The Russians, although in the end they lost the race to the Moon, were the pioneers of space travel. They launched the first satellite, the first animals, the first man in space, the first woman in space, the first spacewalk and the first space station. The Cosmonauts exhibition, opened by the first woman in space, Valentina Terashkova, is billed as a once in a lifetime and it is truly an outstanding collection of 150 Russian spacecraft and artefacts to visit the UK.

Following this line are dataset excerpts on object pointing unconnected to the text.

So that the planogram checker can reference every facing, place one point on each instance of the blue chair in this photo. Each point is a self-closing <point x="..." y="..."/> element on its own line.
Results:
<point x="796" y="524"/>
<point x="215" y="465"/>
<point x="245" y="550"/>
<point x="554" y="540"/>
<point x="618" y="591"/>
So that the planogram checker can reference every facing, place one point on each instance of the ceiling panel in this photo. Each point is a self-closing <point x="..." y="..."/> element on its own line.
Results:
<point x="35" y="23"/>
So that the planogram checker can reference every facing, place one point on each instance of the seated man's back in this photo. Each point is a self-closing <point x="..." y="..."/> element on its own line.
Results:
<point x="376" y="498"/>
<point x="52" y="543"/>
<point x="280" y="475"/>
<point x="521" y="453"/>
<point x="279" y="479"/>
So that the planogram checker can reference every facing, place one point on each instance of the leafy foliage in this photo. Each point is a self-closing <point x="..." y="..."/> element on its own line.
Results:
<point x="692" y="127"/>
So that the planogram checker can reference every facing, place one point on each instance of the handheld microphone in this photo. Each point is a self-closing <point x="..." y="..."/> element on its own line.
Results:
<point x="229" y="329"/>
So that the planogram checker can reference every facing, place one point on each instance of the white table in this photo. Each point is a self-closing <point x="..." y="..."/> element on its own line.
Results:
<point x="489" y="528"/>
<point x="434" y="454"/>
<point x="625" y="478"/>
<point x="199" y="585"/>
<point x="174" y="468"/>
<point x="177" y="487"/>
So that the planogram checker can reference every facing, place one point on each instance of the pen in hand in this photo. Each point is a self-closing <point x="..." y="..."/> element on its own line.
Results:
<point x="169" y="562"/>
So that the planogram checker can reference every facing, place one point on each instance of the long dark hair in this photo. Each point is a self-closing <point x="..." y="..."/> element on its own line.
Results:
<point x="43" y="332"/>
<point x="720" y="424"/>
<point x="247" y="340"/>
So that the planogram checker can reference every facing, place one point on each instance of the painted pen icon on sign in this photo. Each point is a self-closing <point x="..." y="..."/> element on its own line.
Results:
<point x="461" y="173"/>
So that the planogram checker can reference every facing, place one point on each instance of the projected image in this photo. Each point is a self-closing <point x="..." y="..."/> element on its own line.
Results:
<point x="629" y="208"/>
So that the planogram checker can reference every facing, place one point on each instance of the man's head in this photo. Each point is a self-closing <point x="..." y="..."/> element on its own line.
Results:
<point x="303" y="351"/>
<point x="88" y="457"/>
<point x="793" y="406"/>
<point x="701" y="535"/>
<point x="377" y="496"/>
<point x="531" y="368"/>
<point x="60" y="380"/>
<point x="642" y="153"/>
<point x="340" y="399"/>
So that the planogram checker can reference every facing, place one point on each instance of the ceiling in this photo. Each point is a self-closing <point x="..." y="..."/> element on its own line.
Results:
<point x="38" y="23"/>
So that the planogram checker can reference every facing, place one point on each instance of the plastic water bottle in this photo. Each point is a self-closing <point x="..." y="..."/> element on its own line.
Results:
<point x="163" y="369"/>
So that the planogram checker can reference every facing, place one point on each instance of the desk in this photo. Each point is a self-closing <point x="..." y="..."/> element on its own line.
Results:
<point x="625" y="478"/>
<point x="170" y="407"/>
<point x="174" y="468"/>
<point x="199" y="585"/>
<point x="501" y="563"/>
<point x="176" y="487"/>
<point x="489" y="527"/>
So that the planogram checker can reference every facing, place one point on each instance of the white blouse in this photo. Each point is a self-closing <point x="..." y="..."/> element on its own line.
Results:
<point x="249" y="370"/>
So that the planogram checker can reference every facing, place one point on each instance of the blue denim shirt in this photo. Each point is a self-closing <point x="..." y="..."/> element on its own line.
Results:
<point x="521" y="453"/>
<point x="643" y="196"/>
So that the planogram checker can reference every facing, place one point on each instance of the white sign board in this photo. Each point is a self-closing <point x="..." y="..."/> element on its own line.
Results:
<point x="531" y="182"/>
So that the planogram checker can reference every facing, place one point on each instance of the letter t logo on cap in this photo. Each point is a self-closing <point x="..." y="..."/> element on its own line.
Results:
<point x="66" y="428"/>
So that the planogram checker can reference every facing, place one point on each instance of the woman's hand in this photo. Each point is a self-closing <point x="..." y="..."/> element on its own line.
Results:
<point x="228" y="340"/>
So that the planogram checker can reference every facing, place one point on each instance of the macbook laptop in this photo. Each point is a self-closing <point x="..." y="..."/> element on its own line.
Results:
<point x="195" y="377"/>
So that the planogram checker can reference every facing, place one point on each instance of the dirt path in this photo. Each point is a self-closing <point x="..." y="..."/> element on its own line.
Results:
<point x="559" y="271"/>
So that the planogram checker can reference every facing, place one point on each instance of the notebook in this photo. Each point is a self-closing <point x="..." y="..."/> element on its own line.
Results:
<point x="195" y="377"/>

Against a Cold War back drop, the Russians along with the Americans, turned the space race from science fiction to science fact. On the 4th of October 1957, Russia successfully launched Sputnik 1, the first artificial satellite, sending celebrations in Russia sky high and shocks to the Americans. The birth of space age was well and truly on. In 1958, NASA was founded to take on soviet Russia, with John F Kennedy in his famous speech of 1961:
“I believe that this nation should commit itself to achieving the goal, before this decade is out, of landing a man on the moon and returning him safely to the earth.”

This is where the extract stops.